In addition, we observed that the patients with several comorbid conditions were associated with an increased risk of dementia. Notably, the individuals with peripheral vascular disease exhibited the highest risk, with an adjusted SHR of 5.227 (95% CI: 1.274–22.030, p < 0.001). Other comorbidities associated with a relatively elevated risk of dementia included vascular conditions (e.g., cerebrovascular disease, coronary artery disease, hyperlipidemia), metabolic and gastrointestinal disorders (e.g., diabetes mellitus, liver disease, peptic ulcer disease), renal and electrolyte imbalances (e.g., renal disease, fluid and electrolyte disorders), chronic pulmonary disease, deficiency anemias, and autoimmune or inflammatory conditions (e.g., systemic lupus erythematosus, rheumatoid arthritis). Furthermore, receiving care from a medical center was associated with a higher risk of dementia. In contrast, males were associated with a reduced risk of dementia.
Subgroup and sensitivity analysis in the risk of dementia in MS
Patients with MS exhibited an elevated risk of multiple dementia subtypes, including Alzheimer’s disease and other degenerative dementias, as compared with the controls. This increased the overall risk that remained significant even after excluding the dementia cases diagnosed within the first year and the first 5 years of follow-up (Table 3).
DMDs and the risk of dementia in patients with MS
Table 4 presents the associations between the usage of the DMDs and the risk of dementia among patients with MS. The dementia subgroup was classified into Alzheimer’s disease, vascular dementia, and other degenerative dementias. Among the DMDs examined, the usage of interferon-β-1a (95% CI: 0.316–0.966, p = 0.015), interferon-β-1b (95% CI: 0.317–0.970, p = 0.011), natalizumab (95% CI: 0.530–0.992, p = 0.046), and teriflunomide (95% CI: 0.358–0.936, p < 0.001) were significantly associated with a reduced risk of other degenerative dementias. Furthermore, teriflunomide usage was also associated with a decreased risk of Alzheimer’s disease (95% CI: 0.417–0.982, p = 0.036). Overall, the usage of DMDs among patients with MS was linked to a lower risk of developing other degenerative dementias (95% CI: 0.185–0.997, p = 0.043).

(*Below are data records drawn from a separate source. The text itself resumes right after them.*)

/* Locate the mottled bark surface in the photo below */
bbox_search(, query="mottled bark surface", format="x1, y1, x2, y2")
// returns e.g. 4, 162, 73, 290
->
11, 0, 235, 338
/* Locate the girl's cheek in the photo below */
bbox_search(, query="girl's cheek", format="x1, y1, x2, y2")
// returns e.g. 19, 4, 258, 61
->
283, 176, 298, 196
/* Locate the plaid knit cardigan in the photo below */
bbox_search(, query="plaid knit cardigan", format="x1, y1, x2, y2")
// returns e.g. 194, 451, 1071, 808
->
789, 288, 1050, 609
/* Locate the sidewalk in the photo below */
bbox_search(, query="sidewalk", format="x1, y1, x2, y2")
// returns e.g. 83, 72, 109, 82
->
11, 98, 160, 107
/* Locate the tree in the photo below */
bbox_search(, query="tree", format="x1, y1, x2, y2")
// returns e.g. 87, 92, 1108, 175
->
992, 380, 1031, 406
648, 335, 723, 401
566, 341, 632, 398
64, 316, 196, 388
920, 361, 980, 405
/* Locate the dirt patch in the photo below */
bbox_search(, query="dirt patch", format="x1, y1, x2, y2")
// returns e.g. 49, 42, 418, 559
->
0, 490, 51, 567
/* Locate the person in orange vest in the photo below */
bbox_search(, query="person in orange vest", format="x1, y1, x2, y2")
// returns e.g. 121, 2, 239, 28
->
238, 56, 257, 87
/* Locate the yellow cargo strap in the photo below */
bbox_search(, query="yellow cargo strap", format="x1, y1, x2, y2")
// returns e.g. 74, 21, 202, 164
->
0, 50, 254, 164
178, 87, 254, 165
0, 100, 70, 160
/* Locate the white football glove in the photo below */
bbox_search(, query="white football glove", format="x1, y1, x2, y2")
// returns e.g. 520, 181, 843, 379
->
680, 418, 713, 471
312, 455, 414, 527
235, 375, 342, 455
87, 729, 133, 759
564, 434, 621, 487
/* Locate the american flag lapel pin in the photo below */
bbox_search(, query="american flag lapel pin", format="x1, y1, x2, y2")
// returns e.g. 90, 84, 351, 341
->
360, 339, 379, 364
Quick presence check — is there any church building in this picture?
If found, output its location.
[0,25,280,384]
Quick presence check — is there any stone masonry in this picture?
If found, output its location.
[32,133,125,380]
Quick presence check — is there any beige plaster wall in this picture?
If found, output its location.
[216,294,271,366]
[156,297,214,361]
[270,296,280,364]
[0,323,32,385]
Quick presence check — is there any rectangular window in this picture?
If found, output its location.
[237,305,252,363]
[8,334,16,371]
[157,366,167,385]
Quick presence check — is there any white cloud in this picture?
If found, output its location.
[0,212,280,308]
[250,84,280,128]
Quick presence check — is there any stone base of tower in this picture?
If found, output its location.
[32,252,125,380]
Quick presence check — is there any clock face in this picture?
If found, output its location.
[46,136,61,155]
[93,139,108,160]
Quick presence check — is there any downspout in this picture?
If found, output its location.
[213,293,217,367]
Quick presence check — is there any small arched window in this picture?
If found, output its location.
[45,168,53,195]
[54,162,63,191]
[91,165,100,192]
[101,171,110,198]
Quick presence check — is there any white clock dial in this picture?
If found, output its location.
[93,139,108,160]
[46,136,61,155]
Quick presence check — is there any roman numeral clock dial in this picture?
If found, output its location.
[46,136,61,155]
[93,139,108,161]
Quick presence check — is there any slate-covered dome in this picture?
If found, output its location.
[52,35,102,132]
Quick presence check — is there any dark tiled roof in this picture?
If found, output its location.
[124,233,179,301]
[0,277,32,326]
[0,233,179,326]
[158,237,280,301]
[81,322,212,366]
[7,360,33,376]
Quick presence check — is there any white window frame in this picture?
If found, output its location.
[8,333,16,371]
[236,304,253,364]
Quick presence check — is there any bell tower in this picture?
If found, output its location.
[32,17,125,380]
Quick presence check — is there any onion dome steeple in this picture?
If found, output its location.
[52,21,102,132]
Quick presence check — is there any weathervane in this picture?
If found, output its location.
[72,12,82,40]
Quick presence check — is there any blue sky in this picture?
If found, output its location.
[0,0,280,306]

Supplementary note on DMD analysis
Our DMD-analysis examined binary exposure (exposed vs. non-exposed) during the entire follow-up period. While we observed that DMD usage was associated with reduced dementia risk, particularly for other degenerative dementias (adjusted SHR = 0.520, 95% CI 0.185–0.997, p = 0.043) and specifically for teriflunomide with Alzheimer’s disease risk reduction (adjusted SHR = 0.690, 95% CI 0.417–0.982, p = 0.036), this analysis does not differentiate outcomes based on treatment duration, medication adherence, or DMD-switching patterns. Therefore, the observed associations may reflect a combination of pharmacological effects and healthy-user bias.
Discussion
The association between MS and the risk of dementia
By employing a large, nationwide population-based cohort and utilizing the Fine and Gray competing risk model, our study is the first to confirm a significantly increased risk of subsequent dementia in Taiwanese patients with MS. Individuals with MS exhibited an almost five-fold higher risk of developing dementia (adjusted SHR = 4.919, 95% CI: 4.329–5.743, p < 0.001) as compared to matched non-MS controls, after adjusting for key confounders such as age, sex, socioeconomic status, urbanization, geographic region, and common comorbidities. These findings are consistent with those of previous large-scale studies conducted in Europe and Asia, all of which have similarly reported a substantially elevated all-cause and subtype-specific dementia risk among MS patients (16, 23).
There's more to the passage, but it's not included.